1. Uçağın rüzgar kanatları ile donatılmış olmasına rağmen, pilotlara mevcut saldırı açısı hakkında bilgi verilmez (600 serisi ve sonraki uçakların bazı konfigürasyonları hariç). Bu tür bilgilerin sunulması, bilgisayarın irtifa ve hız parametreleri için güvenilmez çalışması, uçağın ağırlığı hakkında navigasyon bilgisayarına (FMC) hatalı bilgi girişi, uçağın zor bir pozisyondan çıkarılması, iniş gibi durumlarda büyük ölçüde yardımcı olacaktır. çeşitli mekanizasyon başarısızlıkları ile yaklaşım vb.

2. Motor kontrol yasasında, türbinin arkasında izin verilen maksimum gaz sıcaklığına ulaşıldığında motor modunun doğrudan bir sınırlaması yoktur. Bu nedenle, kalkış hızının arttırılması sürecinde, türbinin arkasındaki gazların sıcaklığı sürekli olarak artar ve sıcak havalarda büyük kalkış ağırlıklarına sahip kalkışlar sırasında izin verilen maksimum değeri aşabilir. Bu, kalkış koşusu ve ilk tırmanış sırasında motor modunun ek kontrolü ve manuel ayarı için mürettebata ek bir yük getirir.

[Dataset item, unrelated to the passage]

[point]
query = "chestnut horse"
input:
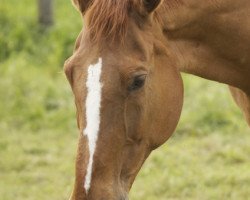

Hangi uçuş güvenliği için elverişli değildir.

3. Uçağın, özellikle kanatlar uzatıldığında aşırı yanal stabilitesi vardır. Bu, pilot uygulamasını karmaşıklaştırır ve şiddetli yan rüzgarlarda ve türbülanslı bir atmosferde uçarken kalkış ve iniş sırasında yolculara rahatsızlık verir.

Bu paragrafa örnek olarak 13 Şubat 2008 tarihinde Ukrayna Uluslararası Havayollarına ait Boeing 737-500 ile yaşanan olay uygundur.

Kuvvetli bir yan rüzgarda Helsinki'ye inerken, mürettebat komutanı, aşırı enerjiyle esen rüzgarın neden olduğu yuvarlanmayı savuşturarak kanat ucunun piste değmesine izin verdi.

Bir kanatçıklı NG modifikasyonunun uçaklarında, bu dezavantaj daha da yoğunlaştı.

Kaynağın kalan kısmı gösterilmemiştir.